‘Ship’ Made for Burning Man Isn’t Art, Court Says

     SAN FRANCISCO (CN) — A Nevada property owner doesn’t owe artists for burning and scrapping a school bus they converted into a ship, but the artists owe him attorney’s fees, the Ninth Circuit ruled Wednesday.
     Simon Cheffins and Gregory Jones converted an old school bus into a mobile 16th century Spanish galleon they named La Contessa and used it for several years during the annual Burning Man festival in the Black Rock Desert in northern Nevada.
     A woman allowed them to store it on her property, but her home burned down, and defendant Michael Stewart eventually bought the property, which still contained the La Contessa.

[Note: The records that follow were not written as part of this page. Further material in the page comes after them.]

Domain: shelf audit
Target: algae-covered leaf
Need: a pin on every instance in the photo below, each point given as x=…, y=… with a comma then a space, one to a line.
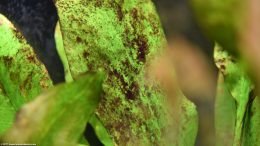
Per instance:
x=58, y=116
x=22, y=76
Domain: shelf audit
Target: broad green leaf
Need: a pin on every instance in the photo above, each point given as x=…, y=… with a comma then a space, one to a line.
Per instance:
x=58, y=117
x=225, y=114
x=238, y=85
x=121, y=38
x=22, y=76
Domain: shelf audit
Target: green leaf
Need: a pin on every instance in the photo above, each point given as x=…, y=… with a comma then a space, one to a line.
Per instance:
x=101, y=131
x=58, y=116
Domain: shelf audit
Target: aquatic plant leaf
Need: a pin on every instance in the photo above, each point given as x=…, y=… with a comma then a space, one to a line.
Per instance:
x=58, y=116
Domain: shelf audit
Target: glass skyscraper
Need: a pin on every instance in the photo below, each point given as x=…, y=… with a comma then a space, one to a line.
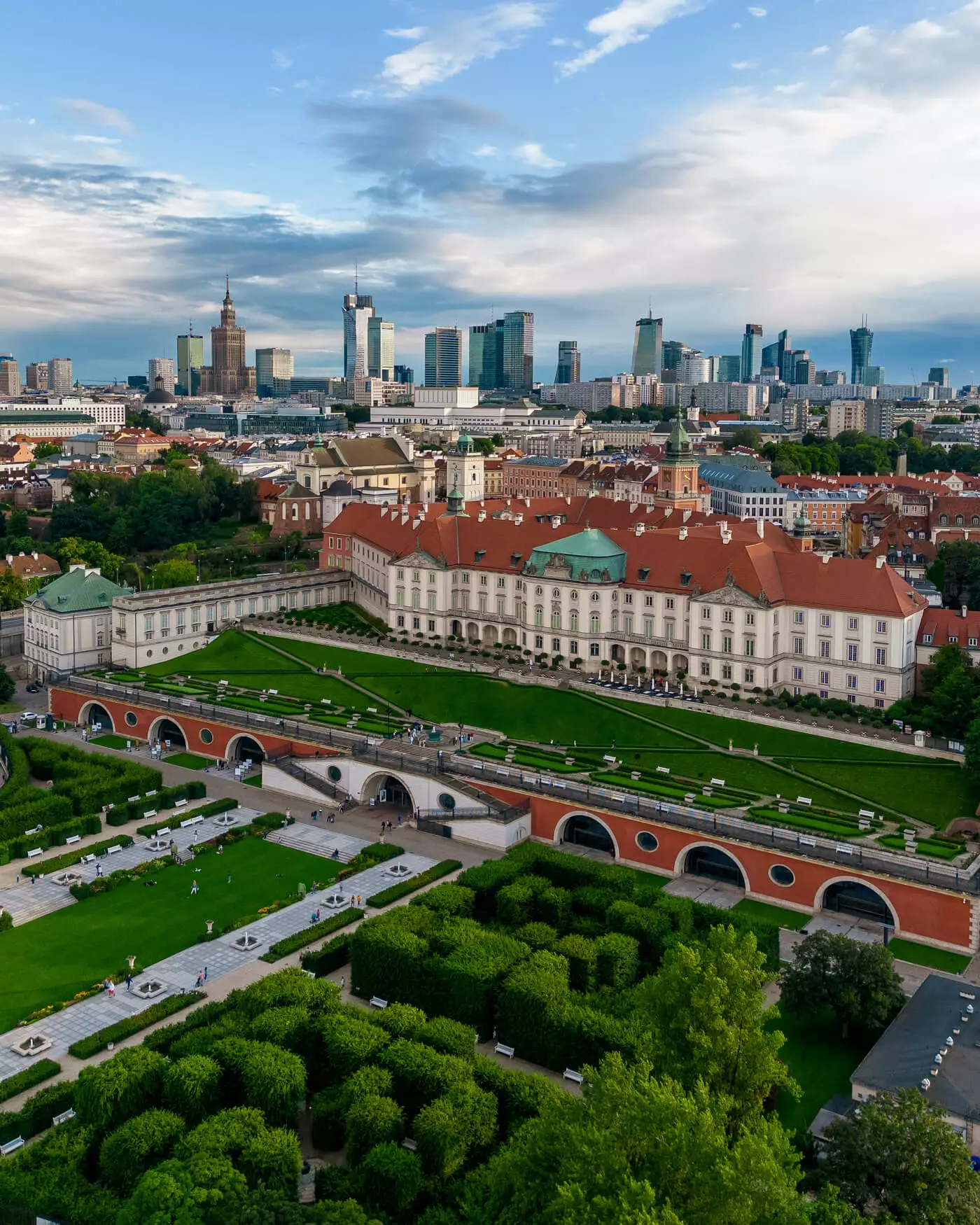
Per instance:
x=648, y=347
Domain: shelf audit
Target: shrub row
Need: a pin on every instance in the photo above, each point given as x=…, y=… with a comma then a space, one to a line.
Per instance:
x=403, y=888
x=318, y=930
x=88, y=1046
x=57, y=865
x=43, y=1070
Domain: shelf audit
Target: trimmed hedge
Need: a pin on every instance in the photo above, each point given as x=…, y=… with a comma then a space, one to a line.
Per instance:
x=284, y=947
x=31, y=1076
x=403, y=888
x=99, y=1040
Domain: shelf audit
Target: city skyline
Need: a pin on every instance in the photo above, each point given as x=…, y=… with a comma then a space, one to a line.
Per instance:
x=412, y=155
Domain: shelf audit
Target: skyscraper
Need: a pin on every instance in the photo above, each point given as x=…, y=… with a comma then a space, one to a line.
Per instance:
x=519, y=351
x=570, y=363
x=380, y=348
x=648, y=346
x=751, y=352
x=274, y=372
x=190, y=358
x=60, y=382
x=444, y=358
x=860, y=352
x=164, y=368
x=357, y=310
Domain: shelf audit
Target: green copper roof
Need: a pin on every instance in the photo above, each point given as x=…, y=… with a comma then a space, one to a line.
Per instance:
x=589, y=556
x=78, y=592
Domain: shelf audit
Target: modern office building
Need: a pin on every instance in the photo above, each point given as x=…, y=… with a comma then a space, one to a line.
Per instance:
x=382, y=348
x=752, y=347
x=60, y=380
x=648, y=347
x=274, y=372
x=190, y=360
x=164, y=368
x=862, y=340
x=444, y=358
x=358, y=309
x=570, y=363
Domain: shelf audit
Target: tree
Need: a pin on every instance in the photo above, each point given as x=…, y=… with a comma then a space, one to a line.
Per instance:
x=710, y=1019
x=857, y=981
x=173, y=573
x=898, y=1159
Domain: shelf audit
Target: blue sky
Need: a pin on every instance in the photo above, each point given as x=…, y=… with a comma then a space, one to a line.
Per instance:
x=789, y=162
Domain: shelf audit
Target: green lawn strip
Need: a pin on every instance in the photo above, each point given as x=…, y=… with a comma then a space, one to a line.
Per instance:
x=929, y=790
x=935, y=848
x=189, y=761
x=52, y=958
x=790, y=919
x=821, y=1063
x=924, y=955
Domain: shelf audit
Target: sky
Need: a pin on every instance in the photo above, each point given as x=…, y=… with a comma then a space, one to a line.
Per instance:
x=794, y=163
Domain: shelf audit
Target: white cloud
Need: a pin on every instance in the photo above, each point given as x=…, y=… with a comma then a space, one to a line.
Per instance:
x=533, y=155
x=462, y=42
x=631, y=21
x=94, y=113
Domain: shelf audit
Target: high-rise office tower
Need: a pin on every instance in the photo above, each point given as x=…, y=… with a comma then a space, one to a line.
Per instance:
x=274, y=372
x=519, y=351
x=357, y=310
x=648, y=346
x=751, y=352
x=10, y=375
x=570, y=363
x=444, y=358
x=37, y=375
x=380, y=348
x=164, y=368
x=60, y=382
x=190, y=358
x=862, y=340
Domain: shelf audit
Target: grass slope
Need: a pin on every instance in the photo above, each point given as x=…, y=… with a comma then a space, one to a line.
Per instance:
x=49, y=960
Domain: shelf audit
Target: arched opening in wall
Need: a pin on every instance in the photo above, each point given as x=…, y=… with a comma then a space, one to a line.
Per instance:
x=860, y=901
x=167, y=730
x=584, y=831
x=97, y=717
x=715, y=864
x=244, y=749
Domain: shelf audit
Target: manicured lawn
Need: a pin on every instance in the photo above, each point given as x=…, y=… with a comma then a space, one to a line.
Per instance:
x=49, y=960
x=821, y=1063
x=923, y=955
x=790, y=919
x=189, y=761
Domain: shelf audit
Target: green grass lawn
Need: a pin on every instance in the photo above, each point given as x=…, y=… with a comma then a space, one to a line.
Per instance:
x=189, y=761
x=49, y=960
x=924, y=955
x=792, y=919
x=821, y=1063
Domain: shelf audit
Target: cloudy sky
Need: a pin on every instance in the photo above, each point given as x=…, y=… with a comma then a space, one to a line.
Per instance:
x=795, y=163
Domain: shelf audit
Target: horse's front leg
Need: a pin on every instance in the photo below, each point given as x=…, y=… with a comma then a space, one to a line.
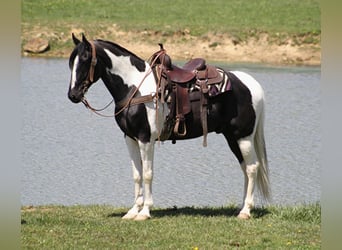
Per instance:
x=134, y=152
x=146, y=152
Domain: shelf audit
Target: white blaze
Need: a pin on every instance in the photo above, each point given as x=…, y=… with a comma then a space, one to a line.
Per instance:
x=73, y=74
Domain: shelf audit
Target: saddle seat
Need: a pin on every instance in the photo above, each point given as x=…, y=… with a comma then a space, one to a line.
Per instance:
x=183, y=74
x=194, y=68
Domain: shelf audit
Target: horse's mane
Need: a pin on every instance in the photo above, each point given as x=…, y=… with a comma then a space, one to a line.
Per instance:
x=121, y=51
x=116, y=48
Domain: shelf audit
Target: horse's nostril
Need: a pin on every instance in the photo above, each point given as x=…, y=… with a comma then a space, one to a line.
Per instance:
x=73, y=98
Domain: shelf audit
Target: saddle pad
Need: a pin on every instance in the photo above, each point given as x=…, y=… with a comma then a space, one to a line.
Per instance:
x=220, y=87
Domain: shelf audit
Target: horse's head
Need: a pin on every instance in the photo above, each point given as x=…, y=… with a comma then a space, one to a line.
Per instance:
x=82, y=64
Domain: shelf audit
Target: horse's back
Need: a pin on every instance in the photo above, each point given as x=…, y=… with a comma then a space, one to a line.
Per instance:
x=254, y=87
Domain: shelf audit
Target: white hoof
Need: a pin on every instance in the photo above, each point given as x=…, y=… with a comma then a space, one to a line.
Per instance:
x=129, y=216
x=244, y=216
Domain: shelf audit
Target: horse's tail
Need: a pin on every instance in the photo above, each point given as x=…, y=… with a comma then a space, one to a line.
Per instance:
x=263, y=181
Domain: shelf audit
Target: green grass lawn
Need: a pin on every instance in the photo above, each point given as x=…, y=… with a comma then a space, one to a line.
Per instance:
x=237, y=17
x=101, y=227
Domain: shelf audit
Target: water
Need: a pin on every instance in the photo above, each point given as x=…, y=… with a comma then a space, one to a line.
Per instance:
x=71, y=156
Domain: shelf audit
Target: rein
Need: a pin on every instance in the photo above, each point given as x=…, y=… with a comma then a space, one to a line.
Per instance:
x=131, y=100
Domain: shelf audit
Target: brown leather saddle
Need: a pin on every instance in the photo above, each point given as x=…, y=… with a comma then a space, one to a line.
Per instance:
x=194, y=74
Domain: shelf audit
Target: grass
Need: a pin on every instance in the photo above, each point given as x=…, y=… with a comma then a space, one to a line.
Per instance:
x=101, y=227
x=199, y=16
x=280, y=19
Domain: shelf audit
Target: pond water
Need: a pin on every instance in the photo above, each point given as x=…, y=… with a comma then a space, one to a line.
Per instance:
x=72, y=156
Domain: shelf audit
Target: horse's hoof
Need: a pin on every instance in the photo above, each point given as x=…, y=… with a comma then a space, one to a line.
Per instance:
x=244, y=216
x=129, y=216
x=141, y=217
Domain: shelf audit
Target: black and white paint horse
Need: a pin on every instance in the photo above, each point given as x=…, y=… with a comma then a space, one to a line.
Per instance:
x=237, y=114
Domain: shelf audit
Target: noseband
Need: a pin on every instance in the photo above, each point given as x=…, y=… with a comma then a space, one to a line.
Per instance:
x=90, y=78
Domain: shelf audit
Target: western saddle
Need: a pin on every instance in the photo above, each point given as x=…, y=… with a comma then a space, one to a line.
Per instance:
x=195, y=75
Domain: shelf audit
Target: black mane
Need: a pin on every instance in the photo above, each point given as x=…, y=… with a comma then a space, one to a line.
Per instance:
x=121, y=51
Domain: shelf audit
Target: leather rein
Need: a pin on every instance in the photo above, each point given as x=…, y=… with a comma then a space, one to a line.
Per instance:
x=131, y=100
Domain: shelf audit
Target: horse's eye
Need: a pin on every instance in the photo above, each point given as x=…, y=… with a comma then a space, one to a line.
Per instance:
x=85, y=56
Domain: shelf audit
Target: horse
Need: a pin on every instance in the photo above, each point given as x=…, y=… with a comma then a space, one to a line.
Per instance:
x=142, y=109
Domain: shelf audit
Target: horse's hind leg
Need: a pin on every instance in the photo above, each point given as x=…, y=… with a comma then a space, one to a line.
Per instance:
x=134, y=152
x=146, y=152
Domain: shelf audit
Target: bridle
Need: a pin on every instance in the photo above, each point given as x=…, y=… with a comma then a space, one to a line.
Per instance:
x=90, y=79
x=131, y=100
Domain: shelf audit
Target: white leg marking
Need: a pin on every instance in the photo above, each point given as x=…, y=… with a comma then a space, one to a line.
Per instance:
x=147, y=152
x=134, y=152
x=250, y=168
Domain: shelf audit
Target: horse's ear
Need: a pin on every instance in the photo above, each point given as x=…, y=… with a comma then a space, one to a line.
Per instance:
x=84, y=40
x=74, y=38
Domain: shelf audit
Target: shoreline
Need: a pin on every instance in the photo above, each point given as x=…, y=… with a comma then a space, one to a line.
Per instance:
x=183, y=46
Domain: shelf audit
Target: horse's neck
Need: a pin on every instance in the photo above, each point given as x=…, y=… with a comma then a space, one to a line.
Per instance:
x=122, y=76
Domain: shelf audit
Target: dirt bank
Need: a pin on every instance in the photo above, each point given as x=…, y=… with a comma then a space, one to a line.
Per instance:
x=183, y=46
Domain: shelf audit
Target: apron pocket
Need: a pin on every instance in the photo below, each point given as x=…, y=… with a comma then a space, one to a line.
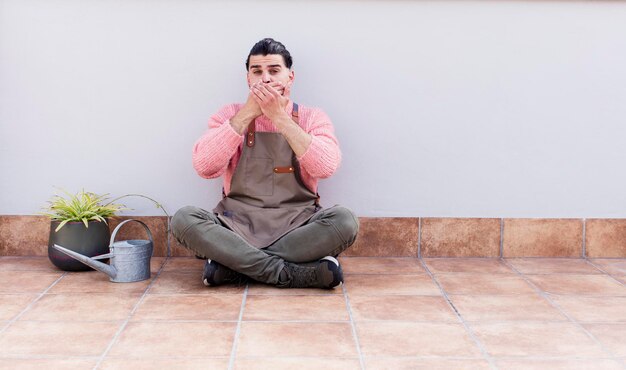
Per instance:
x=259, y=176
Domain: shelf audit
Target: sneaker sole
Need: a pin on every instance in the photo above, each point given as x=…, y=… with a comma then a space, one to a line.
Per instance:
x=205, y=281
x=334, y=260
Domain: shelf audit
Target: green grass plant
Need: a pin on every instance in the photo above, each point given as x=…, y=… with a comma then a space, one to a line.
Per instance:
x=81, y=207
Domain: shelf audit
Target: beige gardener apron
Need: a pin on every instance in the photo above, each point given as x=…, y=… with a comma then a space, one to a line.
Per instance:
x=267, y=197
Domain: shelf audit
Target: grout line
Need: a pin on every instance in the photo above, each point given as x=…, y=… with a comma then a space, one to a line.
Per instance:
x=584, y=255
x=501, y=238
x=471, y=333
x=419, y=237
x=32, y=303
x=233, y=352
x=545, y=296
x=353, y=327
x=132, y=312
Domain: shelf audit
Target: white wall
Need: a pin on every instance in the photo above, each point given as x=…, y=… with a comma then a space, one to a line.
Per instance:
x=443, y=108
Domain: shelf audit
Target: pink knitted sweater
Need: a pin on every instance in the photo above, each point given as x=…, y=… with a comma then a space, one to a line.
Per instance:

     Stewart burned the La Contessa’s wooden superstructure and sold what was left of the bus to a scrap metal buyer. Cheffins and Jones said he unlawfully destroyed their artwork and accused Stewart of conversion.
     Cheffins and Jones argued La Contessa was a visual work of art protected by the Visual Artists Rights Act of 1990, but a federal jury disagreed.
     Stewart offered to settle the matter before trial, but Cheffins and Jones declined the offer, lost, and the federal judge awarded attorney’s fees to Stewart.
     Cheffins and Jones appealed, and their case was argued before Judges Sidney Thomas, Diarmuid O’Scannlain and M. Margaret McKeown in October 2014.
     The panel on Wednesday affirmed the district court’s decision, and said Cheffins and Jones must pay the attorney’s fees owed by Stewart.
     The panel found the La Contessa was “‘applied art'” to the bus, which served a utilitarian purpose before the artwork existed and continued to serve that purpose afterward. As a result, it is not protected by the Visual Artists Rights Act, the panel said.
     “The object constitutes a piece of applied art — as opposed to a work of visual art — where the object initially served a utilitarian function and the object continues to serve such a function after the artist makes embellishments to it,” O’Scannlain wrote in the panel’s decision.
     In a concurring opinion, McKeown said the Visual Artists Rights Act’s “protections cannot be limited only to works entirely devoid of any utilitarian purpose” and cited several examples of priceless artworks that arose from utilitarian purposes, such as Bayeax tapestries depicting the Battle of Hastings, but still provide a utilitarian function of keeping a drafty castle warm.
     Cheffins and Jones also argued the trial court abused its discretion by not instructing the jury to consider lost profits and punitive damages arising from the La Contessa’s destruction.
     The panel disagreed, saying “even if the district court erred, such error was harmless, because the jury found in favor of Stewart” on the conversion claim.
     “Such evidence was relevant to the value of the La Contessa at the time of its destruction, and the trial court provided the jury with an appropriate limiting instruction,” O’Scannlain wrote.
     Cheffins and Jones also claimed the state court erred on abandonment issues, saying it didn’t properly apply state law governing abandoned vehicles and improperly instructed the jury on state abandonment law by not explaining a required showing of intent.
     O’Scannlain said the Nevada law Cheffins and Jones cite only applies to vehicles abandoned on public land, while the La Contessa unquestionably was on Stewart’s privately owned land, and the court’s instruction to the jury that “‘abandonment may be inferred'” complies with state law.
     Cheffins and Jones said the lower court erred when it allowed evidence of drug paraphernalia surrounding the La Contessa while it sat on Stewart’s property.
     O’Scannlain said there was no “clear abuse of discretion” by the court, nor any evidence of prejudice after the evidence was allowed to “‘show the condition of things around the ship.'”
     Cheffins and Jones also challenged the lower court’s denial of partial summary judgment on their conversion claim, but the appellate court said it does not review denials of summary judgment in cases that already went to trial.
     Because Cheffins and Jones denied the lower court’s offer of judgment under Nevada law, Federal Rule of Civil Procedure allows the awarding of attorney’s fees, and state law says the prevailing party is entitled to them.
     Cheffins and Jones argued Stewart’s claim for attorney’s fees wasn’t timely under federal rules, but the panel said the state court’s offer of judgment, which they declined, provides the mechanism for awarding attorneys fees.
     The panel said federal procedural rules allow the awarding of attorney’s fees that are due under state law, and the only claim against Stewart when he made the offer of judgment was a conversion claim.